L'Iran est prêt à ouvrir le détroit d'Ormuz aux navires japonais

JAKARTA - Le ministre des Affaires étrangères iranien Abbas Araghchi a déclaré que Téhéran était prêt à faciliter la navigation des navires japonais dans le détroit d’Ormuz, la principale route d’expédition d’énergie mondiale, et que des négociations avec le Japon sur cette question étaient en cours.

« Nous n’avons pas fermé le détroit. Le détroit est ouvert », a déclare Araghchi dans une interview téléphonique avec Kyodo News, rapportée par ANTARA, samedi 21 mars.

Il a également souligné que l'Iran, attaqué par les États-Unis et Israël fin février, ne voulait pas d'une « trêve, mais la fin d'une guerre complète, globale et durable ».

Araghchi a déclaré qu'Iran n'avait pas fermé les voies navigables stratégiques, mais avait imposé des restrictions aux navires appartenant à des pays impliqués dans les attaques contre l'Iran, tout en offrant une aide à d'autres pays au milieu de l'inquiétude croissante concernant la sécurité.

Il a déclaré que l'Iran était prêt à garantir des voies sûres pour des pays comme le Japon s'ils se coordonnaient avec Téhéran.

Le Japon est tributaire du Moyen-Orient pour 90% de ses importations de brut, dont une grande partie est acheminée par le détroit.

Araghchi a dit que la question de la navigation des navires japonais avait été discutée avec le ministre japonais des Affaires étrangères Toshimitsu Motegi, et que les discussions se poursuivaient sans plus de détails.

Araghchi, ancien ambassadeur au Japon, a eu deux conversations téléphoniques avec Motegi depuis le lancement de l'attaque contre l'Iran le 28 février.

Il a admis avoir discuté avec Motegi des voies maritimes pour les navires japonais à travers le détroit.

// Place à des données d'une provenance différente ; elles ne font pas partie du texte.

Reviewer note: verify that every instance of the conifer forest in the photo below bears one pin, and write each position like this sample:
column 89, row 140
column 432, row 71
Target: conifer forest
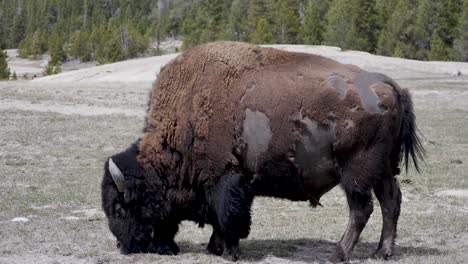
column 114, row 30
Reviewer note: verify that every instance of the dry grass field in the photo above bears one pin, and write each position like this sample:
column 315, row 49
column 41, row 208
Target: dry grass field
column 55, row 137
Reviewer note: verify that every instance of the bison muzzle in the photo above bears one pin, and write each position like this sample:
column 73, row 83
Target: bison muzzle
column 227, row 121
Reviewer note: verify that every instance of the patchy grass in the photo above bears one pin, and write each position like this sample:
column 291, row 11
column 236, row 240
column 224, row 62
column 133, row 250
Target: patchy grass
column 51, row 168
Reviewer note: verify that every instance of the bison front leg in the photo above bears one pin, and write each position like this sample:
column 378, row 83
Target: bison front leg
column 360, row 208
column 216, row 244
column 230, row 202
column 388, row 193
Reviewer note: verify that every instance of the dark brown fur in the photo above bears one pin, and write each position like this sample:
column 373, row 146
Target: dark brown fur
column 293, row 124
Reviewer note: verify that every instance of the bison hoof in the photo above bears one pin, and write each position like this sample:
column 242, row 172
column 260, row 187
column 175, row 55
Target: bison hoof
column 382, row 254
column 339, row 256
column 233, row 255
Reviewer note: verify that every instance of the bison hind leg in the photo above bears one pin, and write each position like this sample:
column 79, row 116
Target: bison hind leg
column 230, row 202
column 388, row 193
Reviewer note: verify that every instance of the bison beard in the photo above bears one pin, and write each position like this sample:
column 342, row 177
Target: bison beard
column 228, row 120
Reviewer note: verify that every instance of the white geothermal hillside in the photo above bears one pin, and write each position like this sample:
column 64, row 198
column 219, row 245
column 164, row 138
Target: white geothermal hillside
column 146, row 69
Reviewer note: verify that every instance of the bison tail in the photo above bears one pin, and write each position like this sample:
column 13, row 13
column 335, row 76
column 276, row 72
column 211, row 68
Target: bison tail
column 410, row 134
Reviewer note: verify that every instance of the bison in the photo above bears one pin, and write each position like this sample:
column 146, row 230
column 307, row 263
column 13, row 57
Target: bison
column 228, row 121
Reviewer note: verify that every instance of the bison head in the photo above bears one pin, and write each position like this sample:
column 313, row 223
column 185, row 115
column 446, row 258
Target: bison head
column 132, row 199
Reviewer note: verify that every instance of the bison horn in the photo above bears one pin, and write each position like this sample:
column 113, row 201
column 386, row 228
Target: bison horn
column 117, row 176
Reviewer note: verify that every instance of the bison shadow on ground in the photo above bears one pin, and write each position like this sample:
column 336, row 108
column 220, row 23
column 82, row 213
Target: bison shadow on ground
column 308, row 250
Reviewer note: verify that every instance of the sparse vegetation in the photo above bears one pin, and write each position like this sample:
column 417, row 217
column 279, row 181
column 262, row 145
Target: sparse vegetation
column 4, row 70
column 109, row 31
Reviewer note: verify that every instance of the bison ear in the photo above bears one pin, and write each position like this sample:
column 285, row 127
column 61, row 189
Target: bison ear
column 117, row 176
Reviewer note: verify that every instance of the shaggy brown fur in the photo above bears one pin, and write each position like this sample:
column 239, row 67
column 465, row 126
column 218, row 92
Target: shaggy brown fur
column 294, row 125
column 198, row 106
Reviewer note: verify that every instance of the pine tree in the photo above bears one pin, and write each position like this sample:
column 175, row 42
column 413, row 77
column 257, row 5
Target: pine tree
column 438, row 50
column 259, row 21
column 55, row 48
column 262, row 33
column 3, row 33
column 398, row 35
column 313, row 22
column 237, row 28
column 339, row 24
column 461, row 42
column 286, row 21
column 4, row 70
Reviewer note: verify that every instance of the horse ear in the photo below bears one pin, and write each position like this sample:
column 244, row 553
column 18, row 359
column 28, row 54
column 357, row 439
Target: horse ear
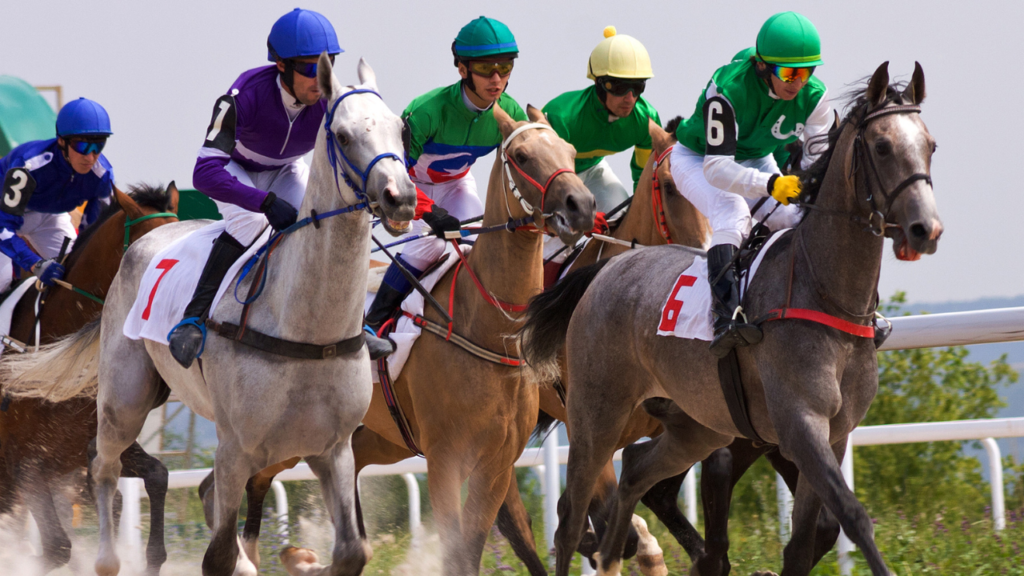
column 505, row 122
column 325, row 76
column 914, row 91
column 878, row 86
column 659, row 138
column 367, row 77
column 536, row 115
column 172, row 197
column 127, row 204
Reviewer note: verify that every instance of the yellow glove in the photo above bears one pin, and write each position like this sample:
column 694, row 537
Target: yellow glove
column 784, row 189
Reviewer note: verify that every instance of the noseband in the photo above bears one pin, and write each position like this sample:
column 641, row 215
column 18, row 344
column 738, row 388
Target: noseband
column 507, row 161
column 877, row 220
column 335, row 151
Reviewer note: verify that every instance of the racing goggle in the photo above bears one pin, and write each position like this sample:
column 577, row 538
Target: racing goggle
column 788, row 74
column 621, row 87
column 86, row 148
column 307, row 69
column 487, row 69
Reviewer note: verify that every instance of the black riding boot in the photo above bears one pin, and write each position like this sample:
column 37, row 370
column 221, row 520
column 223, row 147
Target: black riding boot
column 186, row 338
column 729, row 332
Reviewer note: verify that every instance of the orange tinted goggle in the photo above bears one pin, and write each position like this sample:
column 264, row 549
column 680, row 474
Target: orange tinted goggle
column 487, row 69
column 788, row 74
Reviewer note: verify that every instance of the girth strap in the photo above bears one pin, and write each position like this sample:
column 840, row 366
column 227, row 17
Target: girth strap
column 288, row 348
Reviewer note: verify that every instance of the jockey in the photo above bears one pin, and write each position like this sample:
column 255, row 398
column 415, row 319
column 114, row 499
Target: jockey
column 251, row 163
column 608, row 117
column 723, row 161
column 448, row 130
column 46, row 179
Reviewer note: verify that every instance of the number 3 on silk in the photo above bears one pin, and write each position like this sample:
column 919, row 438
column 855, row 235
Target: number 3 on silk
column 17, row 188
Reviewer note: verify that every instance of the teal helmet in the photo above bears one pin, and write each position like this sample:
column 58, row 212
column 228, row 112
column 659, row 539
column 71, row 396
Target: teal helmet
column 484, row 37
column 790, row 39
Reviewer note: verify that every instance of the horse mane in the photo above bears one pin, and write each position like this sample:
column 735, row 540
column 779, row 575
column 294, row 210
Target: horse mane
column 856, row 106
column 146, row 196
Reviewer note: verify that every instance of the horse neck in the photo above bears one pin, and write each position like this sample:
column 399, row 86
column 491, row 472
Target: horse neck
column 846, row 259
column 316, row 281
column 509, row 264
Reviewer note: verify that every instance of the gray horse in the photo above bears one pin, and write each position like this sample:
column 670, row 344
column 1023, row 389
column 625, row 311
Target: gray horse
column 267, row 408
column 807, row 384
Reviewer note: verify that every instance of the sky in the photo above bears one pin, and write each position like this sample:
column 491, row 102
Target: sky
column 158, row 69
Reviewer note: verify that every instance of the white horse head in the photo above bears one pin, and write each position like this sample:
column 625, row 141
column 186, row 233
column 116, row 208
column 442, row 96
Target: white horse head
column 366, row 130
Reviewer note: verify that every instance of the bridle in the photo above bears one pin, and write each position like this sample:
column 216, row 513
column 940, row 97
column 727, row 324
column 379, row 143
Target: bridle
column 335, row 151
column 508, row 161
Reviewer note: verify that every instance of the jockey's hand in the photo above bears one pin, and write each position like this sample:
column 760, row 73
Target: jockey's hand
column 280, row 213
column 47, row 271
column 783, row 189
column 440, row 221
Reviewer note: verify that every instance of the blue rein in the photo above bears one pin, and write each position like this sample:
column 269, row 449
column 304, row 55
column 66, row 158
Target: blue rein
column 334, row 152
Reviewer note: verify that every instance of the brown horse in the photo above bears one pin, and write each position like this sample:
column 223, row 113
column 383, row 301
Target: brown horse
column 470, row 417
column 41, row 442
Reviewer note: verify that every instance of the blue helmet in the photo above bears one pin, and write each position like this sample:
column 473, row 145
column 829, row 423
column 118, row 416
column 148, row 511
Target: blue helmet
column 83, row 117
column 301, row 33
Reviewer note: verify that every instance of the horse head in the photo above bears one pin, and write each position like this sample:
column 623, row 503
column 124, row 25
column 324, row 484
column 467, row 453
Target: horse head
column 368, row 152
column 895, row 158
column 544, row 181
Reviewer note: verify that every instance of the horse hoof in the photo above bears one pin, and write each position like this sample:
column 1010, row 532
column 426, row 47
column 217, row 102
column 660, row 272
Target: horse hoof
column 299, row 561
column 614, row 569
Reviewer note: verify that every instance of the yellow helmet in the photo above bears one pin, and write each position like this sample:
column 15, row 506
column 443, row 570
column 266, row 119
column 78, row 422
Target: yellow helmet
column 621, row 56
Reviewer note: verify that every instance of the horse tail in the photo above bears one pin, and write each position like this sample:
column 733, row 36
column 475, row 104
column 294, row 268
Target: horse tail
column 58, row 371
column 548, row 318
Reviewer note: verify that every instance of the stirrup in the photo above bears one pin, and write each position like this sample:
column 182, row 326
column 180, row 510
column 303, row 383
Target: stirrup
column 194, row 321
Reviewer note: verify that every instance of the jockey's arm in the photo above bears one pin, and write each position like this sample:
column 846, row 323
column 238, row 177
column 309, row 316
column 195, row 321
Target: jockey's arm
column 720, row 166
column 12, row 245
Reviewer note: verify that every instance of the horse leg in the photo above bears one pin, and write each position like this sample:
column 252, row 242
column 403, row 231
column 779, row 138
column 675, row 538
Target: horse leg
column 231, row 469
column 804, row 440
column 827, row 526
column 336, row 470
column 683, row 444
column 486, row 490
column 39, row 496
column 515, row 524
column 136, row 463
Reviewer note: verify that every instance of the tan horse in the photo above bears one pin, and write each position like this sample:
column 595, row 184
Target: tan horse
column 470, row 417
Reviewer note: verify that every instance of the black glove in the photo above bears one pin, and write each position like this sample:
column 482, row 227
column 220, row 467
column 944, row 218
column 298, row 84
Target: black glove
column 440, row 221
column 280, row 213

Lors de leur dernier entretien début semaine, Motegi a exhorté l'Iran à garantir la sécurité de tous les navires dans le détroit.

À Tokyo, un responsable du ministère des Affaires étrangères a déclaré que le Japon évaluerait soigneusement les déclarations d’Araghchi, bien que les navires japonais puissent naviguer dans le détroit, une hausse des prix de l’énergie se produirait.

Un responsable gouvernemental japonais a déclaré que « négocier directement avec l’Iran » était « la meilleure façon » d’annuler le blocus du détroit, tout en notant la nécessité d’éviter toute provocation des États-Unis. Des navires de pays comme l’Inde, le Pakistan et la Turquie auraient traversé le détroit.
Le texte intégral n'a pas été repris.